Contact Us
Critical ADODB Patch Available
- URL: http://www.secureworks.com/research/threats/adodb
- Date: July 2, 2004
- Author: Joe Stewart
***Critical Patch Available for ADODB Vulnerability***
Microsoft has released knowledgebase article 870669 and a patch to fix the ADODB vulnerability in Internet Explorer. The patch is a simple addition of a registry key disabling the ADODB object in Internet Explorer only. This can be accomplished manually or by the use of Microsoft's patch tool. SecureWorks' testing has shown that either the automated patch tool or manual registry edit will effectively prevent the exploit from working. No reboot or restart of Internet Explorer is required; the patch will be effective as soon as it is applied.

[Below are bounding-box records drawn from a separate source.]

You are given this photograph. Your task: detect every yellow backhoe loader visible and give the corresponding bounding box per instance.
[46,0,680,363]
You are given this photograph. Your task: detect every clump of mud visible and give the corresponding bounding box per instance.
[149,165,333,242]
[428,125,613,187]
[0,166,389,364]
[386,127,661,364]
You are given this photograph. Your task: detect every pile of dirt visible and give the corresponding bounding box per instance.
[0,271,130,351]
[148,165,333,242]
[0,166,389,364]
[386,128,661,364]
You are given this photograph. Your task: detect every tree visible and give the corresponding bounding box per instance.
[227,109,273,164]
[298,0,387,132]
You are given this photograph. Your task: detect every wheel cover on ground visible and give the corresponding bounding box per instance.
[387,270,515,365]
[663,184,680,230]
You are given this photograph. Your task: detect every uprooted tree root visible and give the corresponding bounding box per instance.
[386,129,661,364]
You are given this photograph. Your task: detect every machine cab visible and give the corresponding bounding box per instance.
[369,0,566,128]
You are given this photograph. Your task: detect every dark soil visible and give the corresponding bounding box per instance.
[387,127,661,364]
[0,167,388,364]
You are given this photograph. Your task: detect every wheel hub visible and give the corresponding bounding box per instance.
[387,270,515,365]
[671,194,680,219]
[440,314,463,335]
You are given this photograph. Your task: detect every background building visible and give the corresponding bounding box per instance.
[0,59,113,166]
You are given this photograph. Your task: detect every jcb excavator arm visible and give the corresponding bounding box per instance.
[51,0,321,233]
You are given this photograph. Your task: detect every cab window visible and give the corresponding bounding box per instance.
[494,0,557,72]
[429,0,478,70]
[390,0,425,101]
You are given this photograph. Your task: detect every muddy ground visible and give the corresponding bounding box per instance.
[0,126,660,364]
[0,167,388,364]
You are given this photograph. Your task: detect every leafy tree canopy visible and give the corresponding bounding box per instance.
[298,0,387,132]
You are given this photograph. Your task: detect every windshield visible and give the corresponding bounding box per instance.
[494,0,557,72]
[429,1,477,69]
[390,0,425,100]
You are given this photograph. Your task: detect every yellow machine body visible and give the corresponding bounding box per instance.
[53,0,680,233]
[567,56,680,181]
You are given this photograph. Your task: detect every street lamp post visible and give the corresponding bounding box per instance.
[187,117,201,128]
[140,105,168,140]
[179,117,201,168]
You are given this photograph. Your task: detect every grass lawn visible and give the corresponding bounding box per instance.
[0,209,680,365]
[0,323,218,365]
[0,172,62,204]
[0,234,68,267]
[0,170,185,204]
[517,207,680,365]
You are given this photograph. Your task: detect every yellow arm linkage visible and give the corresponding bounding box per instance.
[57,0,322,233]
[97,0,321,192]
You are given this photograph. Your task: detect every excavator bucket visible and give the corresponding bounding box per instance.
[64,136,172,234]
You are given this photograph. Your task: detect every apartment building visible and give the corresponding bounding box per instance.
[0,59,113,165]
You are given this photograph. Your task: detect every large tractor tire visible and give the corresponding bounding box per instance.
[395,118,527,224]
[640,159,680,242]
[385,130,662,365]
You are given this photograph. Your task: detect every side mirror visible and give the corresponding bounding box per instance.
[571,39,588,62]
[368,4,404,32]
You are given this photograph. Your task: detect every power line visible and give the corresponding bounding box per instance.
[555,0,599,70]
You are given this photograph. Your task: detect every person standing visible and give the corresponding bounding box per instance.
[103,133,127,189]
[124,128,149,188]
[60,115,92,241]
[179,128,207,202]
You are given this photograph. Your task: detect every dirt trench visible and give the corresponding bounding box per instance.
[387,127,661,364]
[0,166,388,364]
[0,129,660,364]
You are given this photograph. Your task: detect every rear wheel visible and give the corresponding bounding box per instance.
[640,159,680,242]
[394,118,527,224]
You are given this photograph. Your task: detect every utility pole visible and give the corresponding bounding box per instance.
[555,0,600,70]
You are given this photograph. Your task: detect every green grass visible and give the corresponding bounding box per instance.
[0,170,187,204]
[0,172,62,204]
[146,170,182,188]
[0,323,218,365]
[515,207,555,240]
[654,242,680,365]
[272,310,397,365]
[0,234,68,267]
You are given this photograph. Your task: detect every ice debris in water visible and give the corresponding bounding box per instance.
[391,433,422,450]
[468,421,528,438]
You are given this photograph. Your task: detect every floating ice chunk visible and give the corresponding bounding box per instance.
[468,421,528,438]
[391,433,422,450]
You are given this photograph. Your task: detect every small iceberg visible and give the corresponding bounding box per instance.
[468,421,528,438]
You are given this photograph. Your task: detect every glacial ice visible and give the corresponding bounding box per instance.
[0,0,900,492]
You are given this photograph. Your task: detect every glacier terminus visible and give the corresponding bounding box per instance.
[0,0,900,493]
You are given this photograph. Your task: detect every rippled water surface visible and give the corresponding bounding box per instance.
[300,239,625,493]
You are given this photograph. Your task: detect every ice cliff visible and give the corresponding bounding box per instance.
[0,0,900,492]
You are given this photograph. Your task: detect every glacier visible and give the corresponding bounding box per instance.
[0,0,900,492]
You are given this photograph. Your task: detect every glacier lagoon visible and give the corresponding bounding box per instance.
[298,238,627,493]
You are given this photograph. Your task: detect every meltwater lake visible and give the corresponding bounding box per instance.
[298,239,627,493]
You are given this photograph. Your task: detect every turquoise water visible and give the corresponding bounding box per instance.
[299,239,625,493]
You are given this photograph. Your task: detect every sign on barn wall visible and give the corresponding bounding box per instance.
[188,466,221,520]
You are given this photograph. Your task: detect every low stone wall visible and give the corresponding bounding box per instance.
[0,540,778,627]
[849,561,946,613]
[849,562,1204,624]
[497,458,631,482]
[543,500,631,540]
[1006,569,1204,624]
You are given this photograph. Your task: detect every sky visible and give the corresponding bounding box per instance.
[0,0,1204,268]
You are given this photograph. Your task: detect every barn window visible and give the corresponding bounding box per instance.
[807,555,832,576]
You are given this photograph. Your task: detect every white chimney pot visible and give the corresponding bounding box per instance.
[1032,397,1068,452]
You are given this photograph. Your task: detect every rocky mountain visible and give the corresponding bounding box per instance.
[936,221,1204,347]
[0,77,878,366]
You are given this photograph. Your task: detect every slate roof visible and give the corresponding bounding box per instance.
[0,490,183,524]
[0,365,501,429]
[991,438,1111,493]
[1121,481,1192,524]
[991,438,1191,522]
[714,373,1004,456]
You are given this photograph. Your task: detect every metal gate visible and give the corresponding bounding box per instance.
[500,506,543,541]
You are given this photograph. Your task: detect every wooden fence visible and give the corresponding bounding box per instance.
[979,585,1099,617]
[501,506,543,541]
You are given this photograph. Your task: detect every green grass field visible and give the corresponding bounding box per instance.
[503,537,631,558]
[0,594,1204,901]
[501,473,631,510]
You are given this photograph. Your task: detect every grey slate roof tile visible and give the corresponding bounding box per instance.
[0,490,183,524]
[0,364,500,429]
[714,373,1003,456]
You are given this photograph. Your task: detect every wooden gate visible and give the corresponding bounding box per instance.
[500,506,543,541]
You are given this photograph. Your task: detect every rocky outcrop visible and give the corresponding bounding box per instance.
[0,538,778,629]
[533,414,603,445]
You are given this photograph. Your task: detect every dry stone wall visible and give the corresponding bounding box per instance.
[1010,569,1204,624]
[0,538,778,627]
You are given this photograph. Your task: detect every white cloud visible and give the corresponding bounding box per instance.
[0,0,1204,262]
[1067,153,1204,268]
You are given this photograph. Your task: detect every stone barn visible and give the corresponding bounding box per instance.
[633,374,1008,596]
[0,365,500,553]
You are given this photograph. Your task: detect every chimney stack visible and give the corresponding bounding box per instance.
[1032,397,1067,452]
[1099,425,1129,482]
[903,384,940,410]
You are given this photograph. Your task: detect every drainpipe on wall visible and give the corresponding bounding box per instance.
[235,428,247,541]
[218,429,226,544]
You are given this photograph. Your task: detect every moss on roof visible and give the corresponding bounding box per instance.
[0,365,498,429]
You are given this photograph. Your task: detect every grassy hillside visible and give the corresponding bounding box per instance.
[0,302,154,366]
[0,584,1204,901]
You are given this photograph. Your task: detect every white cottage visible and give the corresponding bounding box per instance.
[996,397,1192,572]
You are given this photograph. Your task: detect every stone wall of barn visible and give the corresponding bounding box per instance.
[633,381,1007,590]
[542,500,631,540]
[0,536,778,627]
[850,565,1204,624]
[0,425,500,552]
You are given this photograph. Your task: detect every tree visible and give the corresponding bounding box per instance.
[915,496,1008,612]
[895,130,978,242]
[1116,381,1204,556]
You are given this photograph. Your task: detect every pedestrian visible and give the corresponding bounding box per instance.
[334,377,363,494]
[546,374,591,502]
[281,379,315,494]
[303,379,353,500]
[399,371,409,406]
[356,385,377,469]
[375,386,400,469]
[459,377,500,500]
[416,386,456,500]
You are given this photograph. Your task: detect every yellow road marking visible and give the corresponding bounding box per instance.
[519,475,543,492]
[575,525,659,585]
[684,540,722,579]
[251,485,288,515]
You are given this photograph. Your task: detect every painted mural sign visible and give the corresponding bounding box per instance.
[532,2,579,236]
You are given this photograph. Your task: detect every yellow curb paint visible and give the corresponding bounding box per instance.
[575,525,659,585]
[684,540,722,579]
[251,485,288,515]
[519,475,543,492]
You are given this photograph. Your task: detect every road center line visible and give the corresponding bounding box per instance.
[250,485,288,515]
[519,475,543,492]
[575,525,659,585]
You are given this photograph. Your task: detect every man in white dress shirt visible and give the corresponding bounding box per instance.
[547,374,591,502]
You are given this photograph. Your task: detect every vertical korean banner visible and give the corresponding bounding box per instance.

The knowledgebase article is available at http://support.microsoft.com/?kbid=870669
The 32-bit version of the patch tool can be directly downloaded from:
http://download.microsoft.com/download/e/5/5/e55bbf16-ae16-4d58-8f75-3233ec146255/Windows-KB870669-x86-ENU.exe
SecureWorks' research team recommends all Windows workstations in your enterprise be patched for this vulnerability as soon as possible, as we are seeing increasing numbers of malware using the ADODB exploit with widespread success.